And you are an insane person. Go with 50% and 10% (still crazy but at least not carve your own feces into little boat insane) and the chance plummets to 5%. No way out to escape the truth in the numbers.

What's left to root for?

Again, all offseason to talk about the mistakes of this year so we'll keep dancing this playoff dance until the cotillion organizer realizes that we're the girl from the wrong side of the tracks who snuck in here to try to talk to that rich handsome boy who gave us a lift when our car broke down and kicks us out. I don't want to say I told you so, because I never really told anyone anything, but I have strongly hinted several times that the Pirates could be the more reasonable option for the Nats to catch, since they have been overplaying their hand. Is it time to change rooting interests?

We've run into the weekend the Nats fans had been waiting for. The Nats play the Marlins for 4 games, while the Pirates and Reds play eachother. The Nats win and they'll gain on someone. What should you root for? Pretty simple on the Nats side (sweep!). On the Pirates Reds side? Here you go:

If the Pirates win tonight, root for them to sweep the Reds.
If the Pirates lose tonight, root for whoever wins game #1 in the Reds/Pirates series to sweep.
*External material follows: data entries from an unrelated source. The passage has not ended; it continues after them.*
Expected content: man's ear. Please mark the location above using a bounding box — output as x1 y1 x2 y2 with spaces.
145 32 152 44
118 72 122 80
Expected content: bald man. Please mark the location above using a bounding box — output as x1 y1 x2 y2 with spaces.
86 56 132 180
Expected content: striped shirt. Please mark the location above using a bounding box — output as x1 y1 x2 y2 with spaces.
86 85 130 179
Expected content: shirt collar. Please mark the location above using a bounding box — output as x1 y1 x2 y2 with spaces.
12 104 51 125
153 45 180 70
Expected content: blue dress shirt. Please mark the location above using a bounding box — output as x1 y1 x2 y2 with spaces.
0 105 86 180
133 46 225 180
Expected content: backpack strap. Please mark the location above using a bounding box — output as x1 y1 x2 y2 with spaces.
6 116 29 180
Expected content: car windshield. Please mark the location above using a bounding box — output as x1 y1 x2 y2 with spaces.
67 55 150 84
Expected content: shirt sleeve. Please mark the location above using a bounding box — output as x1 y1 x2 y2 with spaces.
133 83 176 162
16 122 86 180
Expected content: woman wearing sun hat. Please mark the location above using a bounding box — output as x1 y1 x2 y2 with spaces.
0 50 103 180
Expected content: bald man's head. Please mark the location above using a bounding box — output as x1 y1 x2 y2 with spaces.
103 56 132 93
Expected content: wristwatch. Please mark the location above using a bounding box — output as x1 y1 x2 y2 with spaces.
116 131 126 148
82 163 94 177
There you go.  Worst case scenario is the Pirates win tonight and the Reds win 2 out of 3.

17 comments:

cass said...

So how many other people stayed up late following the Astros game? Felt like the entire season was in the balance last night. At one point, three Houston runners and two Nats runners were stranded at the same time. Had they scored, I think we'd be talking about a real chance at the playoffs instead of being back to double miracle scenarios.

Baseball is the worst sport.

Strasburger said...

Baseball really is the worst sport.

Its crazy how much worse our odds get, but that's what you get when you wait this long to put together your balls and actually play.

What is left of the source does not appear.